NEW YORK (Reuters Health) - Treatment with statins, the widely prescribed class of cholesterol-lowering drugs, appears to slow the age-related decline in lung function in elderly individuals, even among those who smoke, according to a report in the American Journal of Respiratory and Critical Care Medicine.
Statins, which include drugs such as Lipitor, Crestor and Zocor, are known to have anti-inflammatory and antioxidant properties, which may be responsible for their beneficial effects on the lung, Dr. Joel Schwartz of Harvard School of Public Health in Boston and colleagues suggest.
The researchers examined the association between statin use and lung function decline in 803 elderly men, participating in a Veterans Administration study on aging. The subjects had their lung function measured two to four times between 1995 and 2005. Data on smoking and statin use were also collected at each visit.
The researchers’ analysis revealed that statin users experienced a much slower annual decline in lung function. For example, the estimated decline in forced expiratory volume in 1 second was more than twice as great in men who did not use statins compared with men who did use statins. The results were similar for annual decline using other measures of lung function as well.

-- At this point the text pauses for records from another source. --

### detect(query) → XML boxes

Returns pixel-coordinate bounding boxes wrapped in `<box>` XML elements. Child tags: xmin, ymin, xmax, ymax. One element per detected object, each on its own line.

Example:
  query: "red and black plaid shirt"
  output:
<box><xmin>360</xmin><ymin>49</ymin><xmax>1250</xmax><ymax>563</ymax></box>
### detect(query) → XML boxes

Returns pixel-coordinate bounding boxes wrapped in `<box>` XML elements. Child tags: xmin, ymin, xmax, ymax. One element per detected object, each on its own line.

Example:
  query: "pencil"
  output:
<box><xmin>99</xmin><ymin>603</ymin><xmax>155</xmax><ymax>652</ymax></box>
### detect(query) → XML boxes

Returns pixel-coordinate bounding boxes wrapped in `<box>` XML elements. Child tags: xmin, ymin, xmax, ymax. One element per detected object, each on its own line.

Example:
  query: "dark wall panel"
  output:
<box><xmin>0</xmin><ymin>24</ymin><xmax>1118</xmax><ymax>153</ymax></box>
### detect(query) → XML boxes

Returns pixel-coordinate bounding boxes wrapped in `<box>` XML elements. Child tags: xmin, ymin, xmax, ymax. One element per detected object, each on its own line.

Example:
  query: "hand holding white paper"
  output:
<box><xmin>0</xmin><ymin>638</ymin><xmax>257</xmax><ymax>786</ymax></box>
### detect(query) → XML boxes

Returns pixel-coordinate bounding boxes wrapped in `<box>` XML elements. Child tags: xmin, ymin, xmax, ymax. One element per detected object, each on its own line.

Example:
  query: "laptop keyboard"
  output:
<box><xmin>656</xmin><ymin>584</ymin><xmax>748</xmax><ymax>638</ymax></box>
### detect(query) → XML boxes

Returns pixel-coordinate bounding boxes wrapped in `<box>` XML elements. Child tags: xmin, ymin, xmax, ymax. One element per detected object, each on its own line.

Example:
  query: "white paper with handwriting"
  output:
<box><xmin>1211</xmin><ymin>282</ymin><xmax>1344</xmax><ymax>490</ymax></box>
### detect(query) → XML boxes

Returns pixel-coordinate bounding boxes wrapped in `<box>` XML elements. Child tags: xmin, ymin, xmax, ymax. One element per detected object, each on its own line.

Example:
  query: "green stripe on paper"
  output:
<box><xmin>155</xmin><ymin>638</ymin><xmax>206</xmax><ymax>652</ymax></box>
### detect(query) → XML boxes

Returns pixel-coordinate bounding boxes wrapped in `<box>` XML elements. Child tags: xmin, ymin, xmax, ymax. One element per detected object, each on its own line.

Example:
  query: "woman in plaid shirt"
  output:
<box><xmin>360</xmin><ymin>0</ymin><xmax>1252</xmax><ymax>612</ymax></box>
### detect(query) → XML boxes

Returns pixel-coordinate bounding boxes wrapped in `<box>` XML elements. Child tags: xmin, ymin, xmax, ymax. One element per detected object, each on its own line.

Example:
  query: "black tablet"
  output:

Furthermore, when the men were grouped by smoking status — never-smokers, long-time quitters, recent quitters and current smokers — “the effect of statins was always estimated to be beneficial, but the size of the improvement in the decline rate varied,” Schwartz and colleagues report.
When the researchers analyzed the men according to smoking status, it appeared that long-time and recent quitters experienced greater benefits from statins compared with current smokers and those who never smoked.
However, “additional studies including more current smokers would be needed to confirm that finding,” Schwartz’s group noted.
“This research,” they conclude, “adds to the growing body of knowledge indicating the positive effects of statin use beyond its cholesterol-lowering properties.”